On April 24, 2013, with little fanfare, the City Commission voted to grant a second two year extension.
Since that vote, Tallahassee Reports has been contacted by a number of individuals that wondered how a developer could secure three different options over a period of seven years to buy a prime piece of City owned property without a change in sale price.
Also, how could a developer secure a change in land use – which was inconsistent with the original development plan – without the City seeking other bids that might meet these requirements?
One caller, upset that a Hampton Inn would be located at the historic corner in downtown Tallahassee, said that “Scott Maddox has sold out to a ***** Hampton Inn!”
This is what Tallahassee Reports has been able to verify.
Governance, a local government consultant group, represented MHG and helped secure the original mixed use development deal. On their website, Governance states they “assisted the McKibbon Hotel Group by navigating the RFP process and facilitating the discussions between the city, county and community redevelopment agency (CRA). The result was McKibbon Hotels gaining the sole right to build a grand hotel and office complex.”

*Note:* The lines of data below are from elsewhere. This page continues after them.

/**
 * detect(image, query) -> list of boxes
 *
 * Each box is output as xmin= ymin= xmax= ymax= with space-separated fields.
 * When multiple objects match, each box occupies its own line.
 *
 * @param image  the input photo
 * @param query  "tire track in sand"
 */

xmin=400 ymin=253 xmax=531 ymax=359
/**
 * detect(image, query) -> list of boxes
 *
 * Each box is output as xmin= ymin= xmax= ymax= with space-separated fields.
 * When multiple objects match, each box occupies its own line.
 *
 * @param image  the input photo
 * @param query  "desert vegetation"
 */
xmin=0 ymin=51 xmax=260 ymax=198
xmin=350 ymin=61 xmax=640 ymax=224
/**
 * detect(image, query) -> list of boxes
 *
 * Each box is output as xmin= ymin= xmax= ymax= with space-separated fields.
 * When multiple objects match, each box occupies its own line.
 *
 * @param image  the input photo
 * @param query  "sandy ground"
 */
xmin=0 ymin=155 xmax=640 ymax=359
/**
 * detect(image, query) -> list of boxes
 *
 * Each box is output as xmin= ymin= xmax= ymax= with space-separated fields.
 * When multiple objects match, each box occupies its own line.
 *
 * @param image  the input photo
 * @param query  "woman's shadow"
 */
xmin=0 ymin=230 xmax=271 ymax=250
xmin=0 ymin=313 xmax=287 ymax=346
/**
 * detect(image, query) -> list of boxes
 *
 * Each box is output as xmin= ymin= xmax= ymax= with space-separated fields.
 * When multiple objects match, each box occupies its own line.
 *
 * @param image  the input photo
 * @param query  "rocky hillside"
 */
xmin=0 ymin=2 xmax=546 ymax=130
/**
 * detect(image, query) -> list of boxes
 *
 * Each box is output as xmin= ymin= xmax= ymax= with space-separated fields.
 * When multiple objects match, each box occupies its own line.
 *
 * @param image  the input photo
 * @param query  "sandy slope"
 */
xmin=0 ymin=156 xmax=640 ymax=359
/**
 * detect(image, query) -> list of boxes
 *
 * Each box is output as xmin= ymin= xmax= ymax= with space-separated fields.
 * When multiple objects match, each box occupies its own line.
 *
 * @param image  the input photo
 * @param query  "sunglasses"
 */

Commissioner Scott Maddox lists Governance as a source of income on his 2012 financial statement and recently revealed that he sold his residence to Governance and is now leasing the residence from the consulting firm.
Tallahassee Reports has also learned that Gary Yordon, an employee of Governance, has met with at least two high level City staffers this year to discuss the MHG project.
These relationships between Commissioner Maddox, Governance and MHG raises the question, how did Commissioner Scott Maddox vote on the MHG option extension on April 24, 2013?
Tallahassee Reports obtained and reviewed a video of the meeting. Just before the vote on April 24, 2013, Commissioner Scott Maddox got up and left the Commission Chambers.
Tallahassee Reports is still waiting on the release of additional information and will publish any new findings.